Third are fires and burns. It's amazing how many parents don't keep up with changing the batteries on their smoke detectors. That's a simple way to protect the whole family. Thermal burns are trickier because kids are really fast at getting into things you don't want them touching like hot beverages, soups, and hairstyling devices. Close supervision in the bathroom and kitchen are crucial with young children. In the bathroom, there's also the risk of thermal burns with hot baths. Never leave a child in a bathtub with water in it, and make sure your hot water heater is set to 120 degrees Fahrenheit to prevent hot water burns while bathing little kids.
Next is falling, specifically downstairs. Baby gates at the top and bottom of stairs are a must if you have a little person in the home.
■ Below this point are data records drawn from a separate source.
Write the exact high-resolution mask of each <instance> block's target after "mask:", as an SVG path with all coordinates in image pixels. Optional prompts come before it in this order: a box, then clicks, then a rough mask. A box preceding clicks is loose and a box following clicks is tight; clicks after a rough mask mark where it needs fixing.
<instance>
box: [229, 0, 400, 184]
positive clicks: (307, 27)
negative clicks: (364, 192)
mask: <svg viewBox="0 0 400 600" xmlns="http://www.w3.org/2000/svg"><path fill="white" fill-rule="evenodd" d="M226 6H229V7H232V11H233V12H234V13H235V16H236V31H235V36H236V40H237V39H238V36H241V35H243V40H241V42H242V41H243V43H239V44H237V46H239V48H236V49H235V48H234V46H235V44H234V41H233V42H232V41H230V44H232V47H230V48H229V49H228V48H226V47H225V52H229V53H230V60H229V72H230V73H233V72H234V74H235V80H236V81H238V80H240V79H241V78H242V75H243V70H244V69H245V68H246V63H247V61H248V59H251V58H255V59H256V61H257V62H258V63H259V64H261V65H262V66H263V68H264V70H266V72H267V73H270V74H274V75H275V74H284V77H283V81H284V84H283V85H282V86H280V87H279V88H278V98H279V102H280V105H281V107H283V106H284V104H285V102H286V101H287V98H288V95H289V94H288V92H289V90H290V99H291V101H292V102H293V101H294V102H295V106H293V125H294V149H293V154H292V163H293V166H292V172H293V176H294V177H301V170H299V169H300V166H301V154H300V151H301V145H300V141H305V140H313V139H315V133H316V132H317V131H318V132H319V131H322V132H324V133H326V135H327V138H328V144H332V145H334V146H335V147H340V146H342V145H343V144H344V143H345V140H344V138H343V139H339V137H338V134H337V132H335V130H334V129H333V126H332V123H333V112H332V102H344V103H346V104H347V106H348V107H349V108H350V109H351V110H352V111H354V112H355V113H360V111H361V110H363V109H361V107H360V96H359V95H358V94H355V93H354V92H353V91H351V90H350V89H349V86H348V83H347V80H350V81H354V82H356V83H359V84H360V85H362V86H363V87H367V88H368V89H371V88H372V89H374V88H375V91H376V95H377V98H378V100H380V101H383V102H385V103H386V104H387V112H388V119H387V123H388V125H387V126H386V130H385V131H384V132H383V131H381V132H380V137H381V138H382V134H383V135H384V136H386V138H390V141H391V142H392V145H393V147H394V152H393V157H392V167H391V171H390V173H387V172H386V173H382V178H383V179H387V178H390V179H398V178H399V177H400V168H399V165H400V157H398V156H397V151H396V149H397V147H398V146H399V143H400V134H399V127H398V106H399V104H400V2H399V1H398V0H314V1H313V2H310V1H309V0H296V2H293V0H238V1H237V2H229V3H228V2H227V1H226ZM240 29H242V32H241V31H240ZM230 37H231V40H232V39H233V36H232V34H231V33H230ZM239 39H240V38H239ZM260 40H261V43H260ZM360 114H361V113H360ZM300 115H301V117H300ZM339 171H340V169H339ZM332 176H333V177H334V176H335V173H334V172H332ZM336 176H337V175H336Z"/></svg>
We get calls at my office all the time about how parents turn their backs for just a second and their toddler fell down the stairs, and parents are concerned about concussions. While kids are tougher than we give them credit for, hitting their head on something hard at just the wrong spot can cause significant injuries. And also remember windows. Many parents think that if a window has a screen on it, it's okay, but screens are not meant to bear the weight of a toddler or a preschooler. And if they fall out of a second story or higher window, it could be fatal.
Finally, poisoning. Each year over 10,000 calls are made to the Poison Control Center. Many of them are for children. If you think your child has gotten into anything potentially toxic, call Poison Control at 1-800-222-1222. Don't wait and call your pediatrician's office as that may delay treatment. We have a saying in toxicology, "The dose makes the poison." The experts at the Poison Control Center will be able to tell you how much your child will need to have ingested or gotten onto their body for it to be a concern and will be able to give you advice on just what to do, whether it's something that you can do at home or if they have to go to the emergency room and we don't recommend syrup of ipecac anymore.
The best thing is to keep anything dangerous or poisonous out of sight and out of reach of curious little kids. Cleaners should be kept high up or behind locked kitchen cabinets. Medications, even children's vitamins should be kept where kids can't get to them. Remember, for all of the hazardous situations, the best thing you can do as a parent is prevent them from happening in the first place.
Childproof even before your baby is able to crawl. Get down on your hands and knees and see what your baby or toddler sees from their point of view to get a better idea of how high you need to put things out of reach. Be sure to lock doors and cabinets that need to stay shut and above all else, keep an eye on your child. It's hard work to always be right there, but it is so worth it to make sure your child is safe.